О предстоящей женитьбе младшего Клыкова судачил чуть ли не весь Белёв. А всё потому, что жених и невеста жили хоть и в одном городе, да в разных мирах, не имевших ничего общего. Семён Клыков — единственный сын боевого холопа, готовился в скором времени, едва исполнится пятнадцать, тоже стать послужильцем, каким был его дед, прадед и ещё более дальние предки. А вот отец его невесты Лады — Елизар Устинович Горшеня служил старшим закромщиком[1]. Весь хлеб, что поступал в белёвские амбары, проходил через Горшеню, и без его ведома никто не получал из княжеских запасов даже крошки.

Потомством бог наградил Горшеню щедро. Первая жена родила ему пять мальчишек, а вторая подарила девочку. Сыновей Елизар Андреевич ценил только как работников, которым не приходится платить, а дочку надеялся как можно выгодней продать, то есть отдать замуж. Среди княжеской дворни каждый мечтал породниться с Горшеней. Так что женихи вились роем — один завиднее другого. Но угораздило красну девицу на масленой забаве повстречать Семёна Клыкова.

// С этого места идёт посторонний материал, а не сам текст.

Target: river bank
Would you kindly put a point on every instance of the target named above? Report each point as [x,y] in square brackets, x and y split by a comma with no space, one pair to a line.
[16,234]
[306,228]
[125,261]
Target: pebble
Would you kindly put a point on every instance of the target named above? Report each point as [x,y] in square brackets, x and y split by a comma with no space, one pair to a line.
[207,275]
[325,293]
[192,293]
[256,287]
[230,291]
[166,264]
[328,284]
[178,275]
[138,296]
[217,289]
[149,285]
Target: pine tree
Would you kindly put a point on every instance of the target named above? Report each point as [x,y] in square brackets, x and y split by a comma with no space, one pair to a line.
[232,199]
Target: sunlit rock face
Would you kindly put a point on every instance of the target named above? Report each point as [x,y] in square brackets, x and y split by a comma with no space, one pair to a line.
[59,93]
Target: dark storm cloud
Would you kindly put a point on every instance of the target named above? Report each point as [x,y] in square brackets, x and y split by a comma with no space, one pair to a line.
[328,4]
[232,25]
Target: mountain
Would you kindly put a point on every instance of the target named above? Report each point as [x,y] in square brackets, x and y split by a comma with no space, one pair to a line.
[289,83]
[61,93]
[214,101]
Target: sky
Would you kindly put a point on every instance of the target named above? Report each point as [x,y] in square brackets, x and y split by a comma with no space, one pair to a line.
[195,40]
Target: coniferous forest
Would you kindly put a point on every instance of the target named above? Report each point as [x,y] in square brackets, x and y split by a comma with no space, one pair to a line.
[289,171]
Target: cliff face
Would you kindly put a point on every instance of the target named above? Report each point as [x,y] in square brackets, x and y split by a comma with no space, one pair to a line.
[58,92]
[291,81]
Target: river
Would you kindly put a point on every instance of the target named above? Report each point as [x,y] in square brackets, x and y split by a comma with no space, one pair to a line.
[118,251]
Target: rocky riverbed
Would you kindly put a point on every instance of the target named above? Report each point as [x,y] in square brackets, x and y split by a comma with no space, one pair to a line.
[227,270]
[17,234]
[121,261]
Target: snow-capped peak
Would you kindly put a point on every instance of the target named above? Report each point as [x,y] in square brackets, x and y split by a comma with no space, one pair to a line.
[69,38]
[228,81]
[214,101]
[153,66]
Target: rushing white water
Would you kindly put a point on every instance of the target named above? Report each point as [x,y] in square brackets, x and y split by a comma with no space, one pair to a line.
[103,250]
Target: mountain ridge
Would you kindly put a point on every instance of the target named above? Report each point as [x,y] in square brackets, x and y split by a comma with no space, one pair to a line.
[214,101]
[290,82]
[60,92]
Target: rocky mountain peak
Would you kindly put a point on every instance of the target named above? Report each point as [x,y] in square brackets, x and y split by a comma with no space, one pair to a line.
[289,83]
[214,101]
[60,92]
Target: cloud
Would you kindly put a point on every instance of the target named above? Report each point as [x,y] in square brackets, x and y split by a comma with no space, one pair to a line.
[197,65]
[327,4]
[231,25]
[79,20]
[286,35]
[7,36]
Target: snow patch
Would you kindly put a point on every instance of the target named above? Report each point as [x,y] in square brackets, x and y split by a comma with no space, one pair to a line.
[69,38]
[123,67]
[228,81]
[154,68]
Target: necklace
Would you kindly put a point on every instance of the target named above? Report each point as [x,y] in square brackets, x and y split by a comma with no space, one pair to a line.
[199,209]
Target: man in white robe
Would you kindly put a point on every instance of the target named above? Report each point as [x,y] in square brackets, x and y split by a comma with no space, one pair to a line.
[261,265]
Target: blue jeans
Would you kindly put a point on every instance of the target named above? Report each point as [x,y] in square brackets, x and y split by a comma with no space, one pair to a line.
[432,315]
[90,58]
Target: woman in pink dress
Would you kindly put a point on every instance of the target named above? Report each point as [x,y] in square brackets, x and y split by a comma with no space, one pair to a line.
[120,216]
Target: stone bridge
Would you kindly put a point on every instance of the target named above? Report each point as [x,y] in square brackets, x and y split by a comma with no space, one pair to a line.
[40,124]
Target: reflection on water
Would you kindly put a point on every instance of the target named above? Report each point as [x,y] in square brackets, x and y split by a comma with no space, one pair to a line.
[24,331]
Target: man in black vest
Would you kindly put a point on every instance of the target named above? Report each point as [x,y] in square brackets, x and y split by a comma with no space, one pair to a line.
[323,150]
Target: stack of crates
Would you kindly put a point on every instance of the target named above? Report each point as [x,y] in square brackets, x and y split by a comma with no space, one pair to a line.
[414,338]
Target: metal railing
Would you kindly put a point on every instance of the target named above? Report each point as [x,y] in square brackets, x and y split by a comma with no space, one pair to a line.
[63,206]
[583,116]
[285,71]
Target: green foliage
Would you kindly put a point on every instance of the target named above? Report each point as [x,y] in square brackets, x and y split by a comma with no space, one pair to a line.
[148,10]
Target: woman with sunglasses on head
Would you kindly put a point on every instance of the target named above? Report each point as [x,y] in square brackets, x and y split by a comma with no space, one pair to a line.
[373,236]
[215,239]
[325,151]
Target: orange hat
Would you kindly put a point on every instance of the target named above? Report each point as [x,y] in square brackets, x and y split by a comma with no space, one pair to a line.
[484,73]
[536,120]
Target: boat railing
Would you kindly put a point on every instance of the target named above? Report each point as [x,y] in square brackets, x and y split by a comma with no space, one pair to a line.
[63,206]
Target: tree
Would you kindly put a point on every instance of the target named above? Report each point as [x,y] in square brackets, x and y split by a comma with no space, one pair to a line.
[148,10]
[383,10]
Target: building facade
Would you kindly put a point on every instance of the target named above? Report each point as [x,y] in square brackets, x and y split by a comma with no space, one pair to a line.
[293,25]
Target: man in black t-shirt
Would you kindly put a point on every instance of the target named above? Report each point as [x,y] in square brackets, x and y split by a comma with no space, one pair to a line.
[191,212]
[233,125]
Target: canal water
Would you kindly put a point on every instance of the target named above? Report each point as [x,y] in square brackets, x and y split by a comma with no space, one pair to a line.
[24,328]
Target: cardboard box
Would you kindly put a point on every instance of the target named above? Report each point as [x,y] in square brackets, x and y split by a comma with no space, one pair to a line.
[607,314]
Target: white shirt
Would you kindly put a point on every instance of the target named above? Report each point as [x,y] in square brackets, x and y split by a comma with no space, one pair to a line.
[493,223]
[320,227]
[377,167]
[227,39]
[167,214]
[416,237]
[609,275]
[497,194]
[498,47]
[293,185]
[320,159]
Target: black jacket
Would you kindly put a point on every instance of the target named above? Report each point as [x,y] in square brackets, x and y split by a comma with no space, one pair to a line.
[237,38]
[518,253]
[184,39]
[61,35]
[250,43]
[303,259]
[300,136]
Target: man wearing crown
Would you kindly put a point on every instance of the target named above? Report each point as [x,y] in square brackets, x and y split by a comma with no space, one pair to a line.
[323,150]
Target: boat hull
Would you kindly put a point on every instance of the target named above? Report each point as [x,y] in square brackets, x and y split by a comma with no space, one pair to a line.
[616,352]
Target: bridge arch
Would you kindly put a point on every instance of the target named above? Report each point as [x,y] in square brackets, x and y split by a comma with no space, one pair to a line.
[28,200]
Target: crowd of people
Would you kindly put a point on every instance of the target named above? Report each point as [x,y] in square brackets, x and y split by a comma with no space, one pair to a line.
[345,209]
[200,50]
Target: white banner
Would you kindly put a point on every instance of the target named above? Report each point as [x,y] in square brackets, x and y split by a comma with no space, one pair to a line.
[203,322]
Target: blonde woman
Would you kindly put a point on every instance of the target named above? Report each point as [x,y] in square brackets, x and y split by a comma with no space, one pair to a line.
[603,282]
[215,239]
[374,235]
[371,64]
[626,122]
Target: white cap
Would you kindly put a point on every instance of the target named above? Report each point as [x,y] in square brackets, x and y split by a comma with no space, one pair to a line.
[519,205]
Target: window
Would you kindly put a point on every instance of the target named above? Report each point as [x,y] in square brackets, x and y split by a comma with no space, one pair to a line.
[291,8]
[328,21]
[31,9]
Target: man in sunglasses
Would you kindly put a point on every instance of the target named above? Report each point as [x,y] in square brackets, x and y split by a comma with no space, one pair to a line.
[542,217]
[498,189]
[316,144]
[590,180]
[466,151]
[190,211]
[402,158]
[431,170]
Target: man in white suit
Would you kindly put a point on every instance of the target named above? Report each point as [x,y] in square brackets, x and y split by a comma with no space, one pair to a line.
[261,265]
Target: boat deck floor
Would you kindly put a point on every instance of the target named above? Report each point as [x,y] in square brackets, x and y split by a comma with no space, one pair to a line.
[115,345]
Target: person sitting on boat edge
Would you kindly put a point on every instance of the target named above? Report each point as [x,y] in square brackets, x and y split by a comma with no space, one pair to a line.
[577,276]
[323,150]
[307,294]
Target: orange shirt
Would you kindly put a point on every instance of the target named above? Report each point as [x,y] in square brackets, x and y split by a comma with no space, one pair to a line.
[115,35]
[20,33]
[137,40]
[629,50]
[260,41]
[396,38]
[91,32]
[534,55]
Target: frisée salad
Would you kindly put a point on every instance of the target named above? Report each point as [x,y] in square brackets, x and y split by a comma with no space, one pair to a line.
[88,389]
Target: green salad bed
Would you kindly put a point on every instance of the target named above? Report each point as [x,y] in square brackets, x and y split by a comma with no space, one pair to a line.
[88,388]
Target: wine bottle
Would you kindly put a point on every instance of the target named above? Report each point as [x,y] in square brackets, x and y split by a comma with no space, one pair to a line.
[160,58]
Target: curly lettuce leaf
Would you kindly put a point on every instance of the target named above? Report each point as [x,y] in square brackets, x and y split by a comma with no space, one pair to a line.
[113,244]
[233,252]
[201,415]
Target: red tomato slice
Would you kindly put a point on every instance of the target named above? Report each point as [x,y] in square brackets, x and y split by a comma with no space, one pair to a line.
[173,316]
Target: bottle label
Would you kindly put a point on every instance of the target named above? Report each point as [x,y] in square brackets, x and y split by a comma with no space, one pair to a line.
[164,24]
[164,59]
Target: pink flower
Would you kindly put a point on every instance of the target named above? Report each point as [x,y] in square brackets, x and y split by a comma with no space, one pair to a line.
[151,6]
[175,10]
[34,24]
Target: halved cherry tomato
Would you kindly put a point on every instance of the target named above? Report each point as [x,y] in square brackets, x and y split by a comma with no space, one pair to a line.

С того дня Лада и Семён даже думать не хотели о других женихе или невесте. Да вот беда — оба родителя встали на дыбы. Ибо где такое видано, чтобы единственный сын почтенного служильца женился на дочери чернильной крысы, выжиги и скупердяя. Да и какой же закромщик отдаст дочь замуж за огрызка тупоумного рубаки. На том бы всё и кончилось, не будь влюблённый юноша из Клыковых, на весь Белёв известных дурной прытью и упрямством. Семён заявил, что женится только на Ладе, и твёрдо стоял на своём. Фёдор испробовал всё. Сначала пытался образумить сына, увещевал житейской мудростью, мол, не в свои сани не садись. Потом стал грозиться, а после дошёл и до наказаний. Но всё было тщетно. И тогда он решил насильно женить сына на дочери Платона Житникова.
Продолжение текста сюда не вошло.